Back in Minneapolis, we started trying out bass players. John is somebody that I'd played with in a band a few years earlier, so we already knew each other. But John was not that good of a bass player when I had known him before, so it didn't really occur to me to try him out.

But he came over anyway and played, and he'd improved a lot. And I don't believe it's because he kept active, either. I don't know what it is. He's not a major practicer.

==Semisonic==

When Trip Shakespeare dissolved, Munson and fellow band member Dan Wilson—Matt's brother—formed a new band called Pleasure with Jacob Slichter, which later became Semisonic.

==Current projects==
Currently Munson is working on several different projects, including working with former Trip Shakespeare mate Matt Wilson on new songs as The Flops and later The Twilight Hours, and also on the New Standards, a band that plays covers of a wide variety of music in a jazz format. Other members of the New Standards include Chan Poling (formerly of Minneapolis dance pop band The Suburbs) and Steve Roehm. Munson teaches Sound For Image class at Minneapolis Community and Technical College in Minneapolis. Munson has also provided music and commentary for the program Wits on Minnesota Public Radio. While performing on Wits, Munson's back-up band was called the Witnesses and its members were as follows: Janey Winterbauer on vocals, Steve Roehm on vibes, Richard Medek on drums, and Joe Savage on pedal steel.

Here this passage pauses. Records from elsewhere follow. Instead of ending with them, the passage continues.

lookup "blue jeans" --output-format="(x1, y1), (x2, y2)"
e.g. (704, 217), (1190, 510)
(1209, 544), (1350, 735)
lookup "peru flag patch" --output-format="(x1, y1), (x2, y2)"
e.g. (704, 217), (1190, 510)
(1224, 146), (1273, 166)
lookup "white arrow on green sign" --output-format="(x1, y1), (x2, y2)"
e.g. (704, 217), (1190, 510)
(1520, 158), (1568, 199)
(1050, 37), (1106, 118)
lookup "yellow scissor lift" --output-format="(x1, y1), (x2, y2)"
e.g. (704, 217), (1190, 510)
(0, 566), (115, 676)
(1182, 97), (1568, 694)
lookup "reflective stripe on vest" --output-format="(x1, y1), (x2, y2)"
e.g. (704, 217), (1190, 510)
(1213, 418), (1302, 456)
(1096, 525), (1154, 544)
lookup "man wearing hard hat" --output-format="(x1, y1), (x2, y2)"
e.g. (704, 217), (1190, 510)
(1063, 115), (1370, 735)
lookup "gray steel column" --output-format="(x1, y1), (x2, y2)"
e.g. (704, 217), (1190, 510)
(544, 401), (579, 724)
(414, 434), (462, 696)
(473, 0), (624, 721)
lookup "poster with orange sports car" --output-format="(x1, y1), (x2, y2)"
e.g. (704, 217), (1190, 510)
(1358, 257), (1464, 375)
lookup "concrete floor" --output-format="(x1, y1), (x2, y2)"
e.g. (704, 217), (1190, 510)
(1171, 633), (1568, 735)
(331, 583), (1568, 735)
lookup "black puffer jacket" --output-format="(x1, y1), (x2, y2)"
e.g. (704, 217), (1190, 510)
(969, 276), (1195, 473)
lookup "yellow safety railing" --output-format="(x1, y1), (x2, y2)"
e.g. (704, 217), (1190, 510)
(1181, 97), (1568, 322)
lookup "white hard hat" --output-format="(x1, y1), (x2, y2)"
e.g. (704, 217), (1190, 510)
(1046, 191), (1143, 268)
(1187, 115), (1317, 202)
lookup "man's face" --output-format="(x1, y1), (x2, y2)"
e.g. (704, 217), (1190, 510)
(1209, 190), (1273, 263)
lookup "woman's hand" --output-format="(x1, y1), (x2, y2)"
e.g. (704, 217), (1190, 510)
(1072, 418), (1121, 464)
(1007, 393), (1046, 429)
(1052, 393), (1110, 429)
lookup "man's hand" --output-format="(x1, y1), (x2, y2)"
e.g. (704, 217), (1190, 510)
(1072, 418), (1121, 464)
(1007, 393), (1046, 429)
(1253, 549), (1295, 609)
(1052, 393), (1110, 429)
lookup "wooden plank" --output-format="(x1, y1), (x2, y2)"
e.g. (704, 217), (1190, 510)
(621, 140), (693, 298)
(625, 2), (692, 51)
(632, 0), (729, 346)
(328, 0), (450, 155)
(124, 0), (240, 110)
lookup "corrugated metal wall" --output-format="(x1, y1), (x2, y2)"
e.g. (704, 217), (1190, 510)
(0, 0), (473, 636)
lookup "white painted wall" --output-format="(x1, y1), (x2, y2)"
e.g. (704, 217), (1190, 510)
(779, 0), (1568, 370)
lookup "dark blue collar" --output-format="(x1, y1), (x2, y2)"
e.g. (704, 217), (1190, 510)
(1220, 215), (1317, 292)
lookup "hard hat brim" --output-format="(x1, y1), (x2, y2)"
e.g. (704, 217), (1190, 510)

In 2017, Munson produced Minneapolis songwriter and novelist Dylan Hicks' album Ad Out. He reteamed with Hicks in 2020 in the duo Munson-Hicks Party Supplies. Originally intending to write a musical together, their collaboration turned instead for inspiration to the 1970 album Nilsson Sings Newman by Randy Newman and Harry Nilsson. The duo's debut, the self-titled Munson-Hicks Party Supplies, was released in 2020. Star Tribune music critic Chris Riemenschneider called it "one of the most charming albums of the year".